USDA Agricultural Research Service --Lincoln, Nebraska
Title
Using Comparative Genomics to Reorder the Human Genome Sequence into a Virtual Sheep Genome
Document Type
Article
Date of this Version
2007
Abstract
Background: Is it possible to construct an accurate and detailed subgene-level map of a genome
using bacterial artificial chromosome (BAC) end sequences, a sparse marker map, and the
sequences of other genomes?
Results: A sheep BAC library, CHORI-243, was constructed and the BAC end sequences were
determined and mapped with high sensitivity and low specificity onto the frameworks of the human,
dog, and cow genomes. To maximize genome coverage, the coordinates of all BAC end sequence
hits to the cow and dog genomes were also converted to the equivalent human genome
coordinates. The 84,624 sheep BACs (about 5.4-fold genome coverage) with paired ends in the
correct orientation (tail-to-tail) and spacing, combined with information from sheep BAC
comparative genome contigs (CGCs) built separately on the dog and cow genomes, were used to
construct 1,172 sheep BAC-CGCs, covering 91.2% of the human genome. Clustered non-tail-to-tail
and outsize BACs located close to the ends of many BAC-CGCs linked BAC-CGCs covering
about 70% of the genome to at least one other BAC-CGC on the same chromosome. Using the
BAC-CGCs, the intrachromosomal and interchromosomal BAC-CGC linkage information, human/
cow and vertebrate synteny, and the sheep marker map, a virtual sheep genome was constructed.
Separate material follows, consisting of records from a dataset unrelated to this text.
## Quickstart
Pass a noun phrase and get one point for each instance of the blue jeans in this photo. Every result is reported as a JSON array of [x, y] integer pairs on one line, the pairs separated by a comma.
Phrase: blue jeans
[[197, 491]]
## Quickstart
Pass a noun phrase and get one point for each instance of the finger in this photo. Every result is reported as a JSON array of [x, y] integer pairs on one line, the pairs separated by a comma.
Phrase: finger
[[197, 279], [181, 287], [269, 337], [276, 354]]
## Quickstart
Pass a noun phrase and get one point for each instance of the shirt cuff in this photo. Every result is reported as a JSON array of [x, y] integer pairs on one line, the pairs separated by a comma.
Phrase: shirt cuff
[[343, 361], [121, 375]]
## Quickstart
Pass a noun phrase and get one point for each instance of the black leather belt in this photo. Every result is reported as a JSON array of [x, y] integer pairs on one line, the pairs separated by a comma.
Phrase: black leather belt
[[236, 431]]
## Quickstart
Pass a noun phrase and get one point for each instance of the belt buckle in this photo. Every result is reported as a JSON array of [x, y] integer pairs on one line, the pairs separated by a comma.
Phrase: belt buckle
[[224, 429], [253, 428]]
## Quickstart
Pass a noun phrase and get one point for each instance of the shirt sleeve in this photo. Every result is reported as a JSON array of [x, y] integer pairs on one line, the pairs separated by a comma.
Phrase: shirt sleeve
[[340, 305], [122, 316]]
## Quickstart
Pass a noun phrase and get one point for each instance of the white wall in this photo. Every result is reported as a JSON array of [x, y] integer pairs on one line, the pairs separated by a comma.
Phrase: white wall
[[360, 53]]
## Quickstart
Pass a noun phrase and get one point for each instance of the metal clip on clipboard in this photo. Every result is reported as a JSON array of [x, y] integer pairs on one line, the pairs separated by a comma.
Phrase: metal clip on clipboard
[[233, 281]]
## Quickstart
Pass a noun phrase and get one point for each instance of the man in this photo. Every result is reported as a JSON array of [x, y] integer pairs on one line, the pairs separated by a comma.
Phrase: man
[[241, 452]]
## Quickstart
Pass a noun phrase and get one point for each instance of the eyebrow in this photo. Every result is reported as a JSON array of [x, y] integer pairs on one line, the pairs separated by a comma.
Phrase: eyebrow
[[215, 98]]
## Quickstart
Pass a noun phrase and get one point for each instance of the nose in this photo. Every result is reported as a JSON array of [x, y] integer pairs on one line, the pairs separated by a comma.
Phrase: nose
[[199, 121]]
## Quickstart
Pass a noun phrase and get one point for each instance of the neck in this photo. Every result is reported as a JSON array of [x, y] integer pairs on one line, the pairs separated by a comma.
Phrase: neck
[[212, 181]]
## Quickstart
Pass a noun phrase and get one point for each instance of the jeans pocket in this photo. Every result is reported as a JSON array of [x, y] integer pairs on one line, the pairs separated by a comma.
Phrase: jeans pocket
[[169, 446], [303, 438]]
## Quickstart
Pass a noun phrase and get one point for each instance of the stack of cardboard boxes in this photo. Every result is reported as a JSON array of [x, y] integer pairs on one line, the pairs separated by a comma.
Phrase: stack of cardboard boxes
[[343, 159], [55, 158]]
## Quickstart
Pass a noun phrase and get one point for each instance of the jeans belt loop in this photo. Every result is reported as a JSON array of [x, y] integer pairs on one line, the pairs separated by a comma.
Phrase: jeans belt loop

To identify BACs potentially located in gaps between BAC-CGCs, an additional set of 55,668 sheep BACs were positioned on the sheep genome with lower confidence. A coordinate conversion
process allowed us to transfer human genes and other genome features to the virtual sheep
genome to display on a sheep genome browser.
Conclusion: We demonstrate that limited sequencing of BACs combined with positioning on a
well assembled genome and integrating locations from other less well assembled genomes can yield
extensive, detailed subgene-level maps of mammalian genomes, for which genomic resources are
currently limited.

Comments
Published in Genome Biology 2007, 8:R152.